As befits a major sector in the world's most dynamic economy, 17 listed mainland banks maintained profit growth in 2011, making a total of $140.2 billion, a 29 percent increase from the previous year, according to a report from Ernst and Young in Hong Kong.
The two biggest banks in the world by market cap are the Industrial and Commercial Bank of China (ICBC), which has roughly $250 billion in capitalization, and China Construction Bank -- with the Agricultural Bank of China in fifth place. America's Wells Fargo and the UK's HSBC come in at third and fourth largest respectively.
China's banks are starting to flex some of their financial muscle internationally. In May, the Federal Reserve gave ICBC approval to buy the US subsidiary of Hong Kong-based Bank of East Asia, marking the first time a Chinese bank has been cleared to take over a US bank and the start of a push by Chinese banks into the US market. According to the Fitch ratings agency, US banks that cater to Asian-Americans are the likeliest takeover targets.
Meanwhile, the banks are also making moves in emerging markets. The Export-Import Bank of China lent more money to sub-Saharan Africa than the World Bank between 2001 and 2010, with Africa accounting for about 20 percent of EXIM's loans, according to Fitch. The absence of political strings, more competitive interest rates, and flexible repayment schedules make China's loans look highly attractive when compared with loans from Western sources.
However, Ernst & Young struck a note of caution, saying the slowing Chinese economy will require the banks to make a shift in their business philosophy. That forecast has been validated by recent government signals for an increased role for the private sector in the largely state-controlled banking system.

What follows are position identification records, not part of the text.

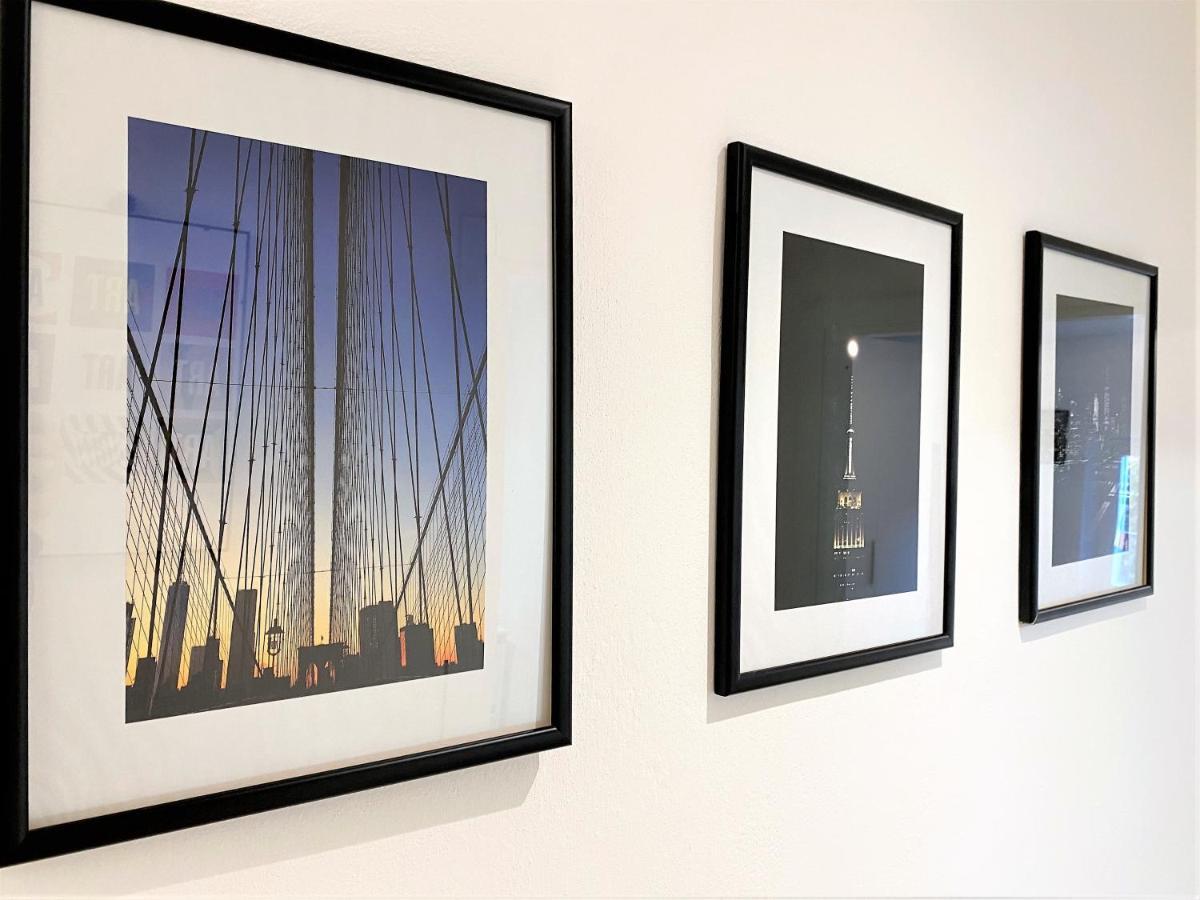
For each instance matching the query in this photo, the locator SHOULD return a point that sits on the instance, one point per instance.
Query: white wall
(1056, 760)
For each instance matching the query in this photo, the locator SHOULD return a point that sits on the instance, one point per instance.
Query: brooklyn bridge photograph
(306, 421)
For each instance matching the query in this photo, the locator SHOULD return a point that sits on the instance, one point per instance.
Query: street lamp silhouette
(274, 640)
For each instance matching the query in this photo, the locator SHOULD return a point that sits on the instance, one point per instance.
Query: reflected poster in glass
(838, 424)
(1087, 429)
(295, 483)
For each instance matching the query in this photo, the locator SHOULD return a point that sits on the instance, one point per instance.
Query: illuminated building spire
(852, 352)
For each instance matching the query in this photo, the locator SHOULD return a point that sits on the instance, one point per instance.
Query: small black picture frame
(1033, 345)
(729, 676)
(18, 841)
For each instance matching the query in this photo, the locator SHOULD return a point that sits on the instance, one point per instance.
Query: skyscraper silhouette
(849, 538)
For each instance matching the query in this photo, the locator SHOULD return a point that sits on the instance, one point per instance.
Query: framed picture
(1087, 429)
(837, 445)
(293, 341)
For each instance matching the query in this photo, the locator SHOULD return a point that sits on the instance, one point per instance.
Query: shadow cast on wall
(286, 834)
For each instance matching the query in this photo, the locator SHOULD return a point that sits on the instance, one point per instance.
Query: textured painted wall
(1055, 760)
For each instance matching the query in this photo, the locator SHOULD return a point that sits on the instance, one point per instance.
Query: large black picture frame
(1036, 245)
(741, 161)
(21, 844)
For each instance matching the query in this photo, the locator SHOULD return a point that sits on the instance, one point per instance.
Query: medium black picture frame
(18, 843)
(1036, 245)
(727, 676)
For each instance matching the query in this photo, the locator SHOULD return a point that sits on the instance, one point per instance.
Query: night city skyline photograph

Last month, the Chinese government announced it would open its banks to private capital in an attempt to counter the slowdown by lending more to private firms. Private sector critics have long accused the banks of preferential lending to big, state-owned enterprises (SOEs) rather than to China's dynamic, but relatively small, private sector--so this was a shift welcomed by many.As the global economy slows and the Euro crisis continues to grind on, pressure on China's banks to reform will only increase. For American investors, that might not be such a bad thing. Successful reforms at home will only accelerate their metamorphosis form largely domestic entities into vast institutions straddling the globe -- and increasingly reliant on foreign investor partners for its financial success.